There are third-party packages available as data source connectors to get data to Spark. Check out Spark Packages website.
We can even write some customised codes to read data source, for example, I have a post of processing XML files with Spark.
Schema mismatch
It is not uncommon that the data type is inconsistent among records especially NoSQL is getting more popular. Spark supports inferring data type and schema if we don’t provide a pre-defined schema when reading the data source.
However, this is not a good practice especially in production environment. If we get a wrong data type, it may impact the downstream analysis, insights and reporting. We would prefer schema enforcement instead. We need to find out any data type inconsistency during data exploration, and fix it when transforming the data.

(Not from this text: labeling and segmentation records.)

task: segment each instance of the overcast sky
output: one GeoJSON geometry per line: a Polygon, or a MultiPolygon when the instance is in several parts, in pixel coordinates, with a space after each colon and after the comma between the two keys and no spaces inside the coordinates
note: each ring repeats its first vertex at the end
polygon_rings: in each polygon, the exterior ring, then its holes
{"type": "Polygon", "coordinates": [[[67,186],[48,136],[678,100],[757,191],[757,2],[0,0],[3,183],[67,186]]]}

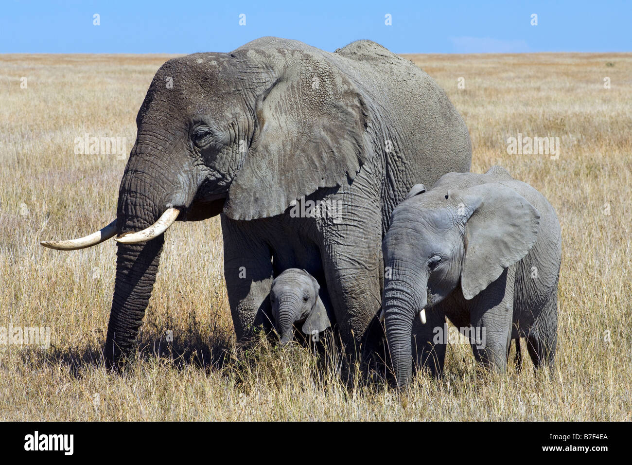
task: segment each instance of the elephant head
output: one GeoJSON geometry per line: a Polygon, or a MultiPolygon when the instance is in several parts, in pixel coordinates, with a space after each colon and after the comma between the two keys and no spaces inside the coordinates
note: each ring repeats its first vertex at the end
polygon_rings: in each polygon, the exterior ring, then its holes
{"type": "Polygon", "coordinates": [[[368,113],[324,53],[267,37],[158,70],[137,116],[116,219],[80,239],[42,242],[69,250],[118,235],[108,365],[131,349],[174,221],[272,216],[355,178],[368,152],[368,113]]]}
{"type": "Polygon", "coordinates": [[[400,388],[412,373],[415,316],[424,323],[424,313],[459,283],[463,297],[473,299],[526,255],[538,228],[537,210],[500,183],[453,191],[441,181],[427,192],[421,185],[413,188],[393,211],[382,242],[388,267],[382,308],[400,388]]]}
{"type": "Polygon", "coordinates": [[[331,326],[327,310],[319,296],[320,286],[304,270],[289,268],[274,278],[270,303],[281,344],[294,338],[294,325],[301,324],[306,335],[320,333],[331,326]]]}

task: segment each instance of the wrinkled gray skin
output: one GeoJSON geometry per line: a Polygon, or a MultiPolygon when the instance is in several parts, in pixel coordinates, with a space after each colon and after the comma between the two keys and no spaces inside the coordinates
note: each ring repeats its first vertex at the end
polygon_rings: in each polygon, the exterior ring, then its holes
{"type": "Polygon", "coordinates": [[[272,281],[270,304],[281,344],[294,339],[295,325],[309,336],[331,326],[323,303],[326,297],[320,298],[320,289],[313,276],[298,268],[286,270],[272,281]]]}
{"type": "Polygon", "coordinates": [[[382,247],[390,267],[382,305],[399,387],[413,357],[441,373],[446,344],[433,337],[446,316],[457,328],[485,328],[484,347],[470,340],[486,366],[504,371],[511,339],[521,337],[536,368],[552,366],[561,236],[535,189],[497,166],[448,173],[427,192],[416,185],[393,211],[382,247]],[[424,307],[425,325],[417,318],[424,307]]]}
{"type": "MultiPolygon", "coordinates": [[[[467,129],[444,92],[368,40],[331,53],[264,37],[231,53],[171,59],[137,126],[118,232],[143,230],[169,205],[182,209],[180,221],[220,214],[240,342],[270,329],[270,285],[290,268],[323,284],[345,343],[366,340],[380,307],[392,209],[415,182],[468,171],[471,160],[467,129]],[[341,220],[293,218],[288,207],[303,195],[339,201],[341,220]]],[[[131,349],[164,240],[118,244],[108,364],[131,349]]]]}

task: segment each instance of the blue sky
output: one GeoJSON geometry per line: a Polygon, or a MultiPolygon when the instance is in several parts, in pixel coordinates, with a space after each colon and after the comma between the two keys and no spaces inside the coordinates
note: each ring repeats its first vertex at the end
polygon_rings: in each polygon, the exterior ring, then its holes
{"type": "Polygon", "coordinates": [[[632,2],[618,0],[0,1],[5,53],[221,52],[264,35],[329,51],[370,39],[399,53],[632,51],[632,2]]]}

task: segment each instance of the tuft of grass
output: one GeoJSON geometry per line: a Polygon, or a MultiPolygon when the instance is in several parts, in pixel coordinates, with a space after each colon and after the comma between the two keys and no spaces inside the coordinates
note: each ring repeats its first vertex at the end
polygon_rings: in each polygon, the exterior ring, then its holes
{"type": "Polygon", "coordinates": [[[0,347],[0,419],[632,419],[632,54],[406,56],[463,116],[473,171],[501,164],[549,199],[563,250],[552,373],[528,357],[520,373],[482,372],[469,345],[451,344],[442,378],[418,373],[399,394],[331,342],[317,356],[265,338],[238,350],[217,218],[169,230],[138,350],[120,375],[104,368],[114,242],[39,241],[114,218],[125,160],[76,155],[75,138],[125,137],[129,151],[169,58],[0,56],[0,326],[51,329],[48,350],[0,347]],[[508,154],[518,133],[559,137],[559,158],[508,154]]]}

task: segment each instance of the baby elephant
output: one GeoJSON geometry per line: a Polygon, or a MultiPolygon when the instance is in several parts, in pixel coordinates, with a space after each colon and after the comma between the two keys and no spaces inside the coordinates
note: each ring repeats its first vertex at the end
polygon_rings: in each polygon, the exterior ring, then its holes
{"type": "Polygon", "coordinates": [[[270,303],[281,344],[294,338],[294,325],[302,323],[306,335],[317,335],[331,326],[319,295],[320,286],[304,270],[289,268],[272,282],[270,303]]]}
{"type": "Polygon", "coordinates": [[[552,366],[561,245],[550,204],[502,168],[449,173],[427,192],[413,187],[382,242],[383,314],[398,385],[408,383],[413,357],[441,373],[446,316],[469,335],[476,359],[499,371],[521,337],[536,367],[552,366]]]}

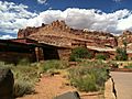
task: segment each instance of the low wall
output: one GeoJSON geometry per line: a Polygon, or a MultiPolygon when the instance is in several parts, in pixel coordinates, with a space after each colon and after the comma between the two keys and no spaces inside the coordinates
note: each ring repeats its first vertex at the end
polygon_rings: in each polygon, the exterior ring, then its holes
{"type": "Polygon", "coordinates": [[[35,55],[32,53],[18,53],[18,52],[0,52],[0,61],[7,63],[16,64],[23,58],[28,58],[30,62],[35,61],[35,55]]]}
{"type": "Polygon", "coordinates": [[[0,68],[0,99],[13,99],[13,84],[11,70],[0,68]]]}
{"type": "Polygon", "coordinates": [[[105,99],[117,99],[112,78],[109,78],[105,84],[105,99]]]}

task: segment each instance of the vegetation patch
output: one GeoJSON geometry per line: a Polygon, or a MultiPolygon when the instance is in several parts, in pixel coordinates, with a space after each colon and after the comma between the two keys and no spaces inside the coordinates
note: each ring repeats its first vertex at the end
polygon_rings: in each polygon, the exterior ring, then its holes
{"type": "MultiPolygon", "coordinates": [[[[90,62],[89,62],[90,63],[90,62]]],[[[101,63],[102,64],[102,63],[101,63]]],[[[80,91],[97,91],[105,87],[109,78],[108,67],[98,67],[98,63],[69,69],[69,80],[80,91]]]]}

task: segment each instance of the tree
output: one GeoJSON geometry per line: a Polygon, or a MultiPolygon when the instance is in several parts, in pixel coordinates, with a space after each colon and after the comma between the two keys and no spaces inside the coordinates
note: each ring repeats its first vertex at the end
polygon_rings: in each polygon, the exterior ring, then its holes
{"type": "Polygon", "coordinates": [[[128,59],[127,50],[118,47],[116,59],[117,61],[127,61],[128,59]]]}

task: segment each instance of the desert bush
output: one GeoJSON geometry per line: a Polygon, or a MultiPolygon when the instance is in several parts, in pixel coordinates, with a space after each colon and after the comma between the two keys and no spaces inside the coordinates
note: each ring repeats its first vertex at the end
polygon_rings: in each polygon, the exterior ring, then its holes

If it is really required, we can add an intermediate layer by saving the raw data in JSON format. Then we can reprocess the JSON data in case of changing schema.
Corrupted files or data records
In big data era, there are hundreds and thousands of files that are required to be ingested through ETL pipeline around the clock. Files may be corrupted or one or more records in the files may be malformed when something goes wrong on the data source.
Spark provides error handling mechanisms to suite different needs when reading the data sources in csv or JSON format.
Method | Arguments | Description |
---|---|---|
option() | (“mode”, “PERMISSIVE”) | This is the default value. When it meets a corrupted record, puts the malformed string into a field configured by columnNameOfCorruptRecord , and sets other fields to null. To keep corrupt records, a user can set a string type field named columnNameOfCorruptRecord in a user-defined schema. If a schema does not have the field, it drops corrupt records during parsing. |
option() | (“mode”, “DROPMALFORMED”) | ignores the whole corrupted records. |
option() | (“mode”, “FAILFAST”) | throws an exception when it meets corrupted records. |
Schema evolution
Parquet also supports schema evolution. Users can start with a simple schema, and gradually add more columns to the schema as needed. The Parquet data source is now able to automatically detect this case and merge schemas of all these files. We can enable it by either of below
- setting data source option
mergeSchema
totrue
when reading Parquet files (as shown in the examples below), or - setting the global SQL option
spark.sql.parquet.mergeSchema
totrue
.
Scalability and parallelism
One of the most important aspects of Spark is the scalability. It can utilise the computational power of the hundreds of thousands of workers in the cluster to process the data in parallel.
To fully harness the work horse of parallelism, the data source files are ideally split into a reasonable number of files which can be read by all the executors at the same time. If there is only one big gzip file, it will end up with one executor reading the file while the rest of executors kept idle. As a last resort, we can look into this solution Making gzip splittable for Hadoop.